As his followers’ message swept the ancient world, Jews who did not accept Jesus as the Messiah found themselves in the uncomfortable, and sometimes dangerous, position of being blamed for his death.
Mainstream Christian theology’s position held that Judaism had been supplanted, the Jewish covenant with the divine no longer valid, because of the incarnation of God as Jesus and his sacrifice on the cross.
Jews, for their part, tended largely to ignore Jesus.
That’s changing now.
In the past year, a spate of Jewish authors, from the popular to the rabbinic to the scholarly, have wrestled with what Jews should think about Jesus.
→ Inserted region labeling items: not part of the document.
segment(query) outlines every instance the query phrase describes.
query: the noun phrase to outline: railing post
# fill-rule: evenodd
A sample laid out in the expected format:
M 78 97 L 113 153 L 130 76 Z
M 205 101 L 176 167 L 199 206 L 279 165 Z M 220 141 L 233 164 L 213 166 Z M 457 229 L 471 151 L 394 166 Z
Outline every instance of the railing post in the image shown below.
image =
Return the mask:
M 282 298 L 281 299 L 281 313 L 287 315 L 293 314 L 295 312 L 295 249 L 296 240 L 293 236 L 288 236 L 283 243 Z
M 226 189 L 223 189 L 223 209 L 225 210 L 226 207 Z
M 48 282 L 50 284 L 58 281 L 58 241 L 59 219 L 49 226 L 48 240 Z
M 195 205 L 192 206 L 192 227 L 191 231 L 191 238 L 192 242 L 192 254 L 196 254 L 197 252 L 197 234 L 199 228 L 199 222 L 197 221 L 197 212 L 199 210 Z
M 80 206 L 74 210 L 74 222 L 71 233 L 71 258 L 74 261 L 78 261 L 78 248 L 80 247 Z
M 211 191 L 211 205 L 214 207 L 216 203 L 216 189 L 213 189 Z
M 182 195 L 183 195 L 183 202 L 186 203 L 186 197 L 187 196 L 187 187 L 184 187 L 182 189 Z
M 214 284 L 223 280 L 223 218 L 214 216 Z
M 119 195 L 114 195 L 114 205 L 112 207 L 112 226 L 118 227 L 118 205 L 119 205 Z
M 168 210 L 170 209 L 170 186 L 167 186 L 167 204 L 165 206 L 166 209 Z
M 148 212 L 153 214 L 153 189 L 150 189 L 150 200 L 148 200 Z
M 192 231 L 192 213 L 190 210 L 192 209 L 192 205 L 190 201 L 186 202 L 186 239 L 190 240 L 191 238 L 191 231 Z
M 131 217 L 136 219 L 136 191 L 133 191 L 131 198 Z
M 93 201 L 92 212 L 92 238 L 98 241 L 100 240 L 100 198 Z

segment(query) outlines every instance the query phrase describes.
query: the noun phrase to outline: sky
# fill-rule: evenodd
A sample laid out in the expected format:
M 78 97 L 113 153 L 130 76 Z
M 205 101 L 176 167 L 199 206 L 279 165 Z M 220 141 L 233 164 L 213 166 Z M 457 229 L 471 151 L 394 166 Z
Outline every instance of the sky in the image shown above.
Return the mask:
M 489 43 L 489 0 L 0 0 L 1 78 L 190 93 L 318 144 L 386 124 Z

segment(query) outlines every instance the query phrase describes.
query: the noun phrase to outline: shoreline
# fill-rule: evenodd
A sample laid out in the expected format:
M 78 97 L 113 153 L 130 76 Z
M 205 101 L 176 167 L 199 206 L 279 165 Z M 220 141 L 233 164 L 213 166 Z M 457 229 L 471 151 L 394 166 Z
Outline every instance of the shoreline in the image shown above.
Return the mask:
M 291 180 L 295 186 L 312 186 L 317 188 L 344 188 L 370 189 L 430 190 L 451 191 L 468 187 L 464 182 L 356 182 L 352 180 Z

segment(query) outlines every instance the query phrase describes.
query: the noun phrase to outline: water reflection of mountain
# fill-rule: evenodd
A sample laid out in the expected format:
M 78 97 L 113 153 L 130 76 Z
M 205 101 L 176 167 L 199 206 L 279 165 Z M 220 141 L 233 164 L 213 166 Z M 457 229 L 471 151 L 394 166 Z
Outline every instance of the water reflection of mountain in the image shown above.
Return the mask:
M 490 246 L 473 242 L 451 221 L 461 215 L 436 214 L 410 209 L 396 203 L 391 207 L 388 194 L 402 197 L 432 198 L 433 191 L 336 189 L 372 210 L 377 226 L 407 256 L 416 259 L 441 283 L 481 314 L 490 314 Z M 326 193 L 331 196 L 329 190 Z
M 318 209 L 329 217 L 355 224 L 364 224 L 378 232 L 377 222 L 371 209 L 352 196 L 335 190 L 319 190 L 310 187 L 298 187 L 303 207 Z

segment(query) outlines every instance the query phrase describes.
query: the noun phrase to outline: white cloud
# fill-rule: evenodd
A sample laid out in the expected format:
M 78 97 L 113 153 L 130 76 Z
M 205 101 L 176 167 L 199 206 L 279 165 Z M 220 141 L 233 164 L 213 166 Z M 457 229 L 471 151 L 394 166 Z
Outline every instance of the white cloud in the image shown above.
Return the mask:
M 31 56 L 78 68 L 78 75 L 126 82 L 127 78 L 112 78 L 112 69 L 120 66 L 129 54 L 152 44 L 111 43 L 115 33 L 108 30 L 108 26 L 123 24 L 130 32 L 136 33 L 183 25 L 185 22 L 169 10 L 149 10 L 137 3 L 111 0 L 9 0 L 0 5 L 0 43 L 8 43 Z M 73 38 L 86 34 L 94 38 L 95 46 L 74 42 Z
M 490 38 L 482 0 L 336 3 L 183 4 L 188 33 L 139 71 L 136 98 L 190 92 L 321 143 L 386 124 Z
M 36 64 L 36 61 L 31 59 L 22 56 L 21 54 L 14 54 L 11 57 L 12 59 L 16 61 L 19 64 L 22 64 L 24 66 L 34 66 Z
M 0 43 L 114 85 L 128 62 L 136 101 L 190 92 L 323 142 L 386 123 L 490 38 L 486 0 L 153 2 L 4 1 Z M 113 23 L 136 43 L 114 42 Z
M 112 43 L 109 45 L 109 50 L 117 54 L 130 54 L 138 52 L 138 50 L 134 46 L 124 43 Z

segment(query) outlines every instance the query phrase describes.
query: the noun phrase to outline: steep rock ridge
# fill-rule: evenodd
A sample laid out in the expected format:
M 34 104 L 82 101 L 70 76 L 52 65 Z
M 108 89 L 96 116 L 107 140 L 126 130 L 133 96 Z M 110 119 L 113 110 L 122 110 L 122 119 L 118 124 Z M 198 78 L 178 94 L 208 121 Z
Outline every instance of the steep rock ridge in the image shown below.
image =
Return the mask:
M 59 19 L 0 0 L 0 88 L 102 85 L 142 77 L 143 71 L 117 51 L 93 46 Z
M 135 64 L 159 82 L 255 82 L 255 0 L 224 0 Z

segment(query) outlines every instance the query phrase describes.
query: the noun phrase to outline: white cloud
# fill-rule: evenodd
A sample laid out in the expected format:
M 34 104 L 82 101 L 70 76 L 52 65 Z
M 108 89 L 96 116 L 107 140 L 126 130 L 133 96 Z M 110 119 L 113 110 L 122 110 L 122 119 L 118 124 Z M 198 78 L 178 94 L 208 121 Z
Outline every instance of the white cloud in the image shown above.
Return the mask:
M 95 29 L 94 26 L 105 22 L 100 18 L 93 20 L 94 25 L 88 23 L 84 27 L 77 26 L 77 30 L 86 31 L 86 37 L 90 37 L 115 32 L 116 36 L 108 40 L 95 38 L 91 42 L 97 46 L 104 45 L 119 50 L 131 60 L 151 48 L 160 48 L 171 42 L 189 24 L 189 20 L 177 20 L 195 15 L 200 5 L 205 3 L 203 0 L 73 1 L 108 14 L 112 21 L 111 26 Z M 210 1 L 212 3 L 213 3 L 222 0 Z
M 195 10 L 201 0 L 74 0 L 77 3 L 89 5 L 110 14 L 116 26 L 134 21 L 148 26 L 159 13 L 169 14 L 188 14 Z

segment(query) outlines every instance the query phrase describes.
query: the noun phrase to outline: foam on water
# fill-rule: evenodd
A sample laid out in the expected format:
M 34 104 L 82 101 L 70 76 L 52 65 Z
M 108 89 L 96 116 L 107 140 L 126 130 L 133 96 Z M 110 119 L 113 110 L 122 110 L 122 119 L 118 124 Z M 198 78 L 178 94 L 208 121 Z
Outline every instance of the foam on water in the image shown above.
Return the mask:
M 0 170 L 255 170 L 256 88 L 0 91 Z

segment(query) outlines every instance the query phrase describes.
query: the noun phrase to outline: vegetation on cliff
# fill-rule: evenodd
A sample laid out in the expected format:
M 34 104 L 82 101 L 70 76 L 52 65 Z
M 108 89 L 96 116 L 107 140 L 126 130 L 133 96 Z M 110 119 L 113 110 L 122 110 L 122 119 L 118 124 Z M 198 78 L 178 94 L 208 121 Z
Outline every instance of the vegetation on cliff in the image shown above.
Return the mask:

And overwhelmingly, they are coming up with positive answers, urging their fellow Jews to learn about Jesus, understand him and claim him as one of their own.
“Jesus is a Jew. He spent his life talking to other Jews,” said Amy-Jill Levine, co-editor of the recently released “Jewish Annotated New Testament.”
“In reading the New Testament, I am often inspired, I am intrigued. I actually find myself becoming a better Jew because I become better informed about my own history,” she said.
Rabbi Shmuley Boteach, a media personality who recently launched a bid for a U.S. House seat, argues in his own new book, “Kosher Jesus,” that “Jews have much to learn from Jesus – and from Christianity as a whole – without accepting Jesus’ divinity. There are many reasons for accepting Jesus as a man of great wisdom, beautiful ethical teachings, and profound Jewish patriotism.”
And Benyamin Cohen, an Orthodox Jew who spent a recent year going to church, admitted that he’s jealous that Christians have Jesus.
“He’s a tangible icon that everybody can latch on to. Judaism doesn’t have a superhero like that,” said Cohen, the author of the 2009 book “My Jesus Year.”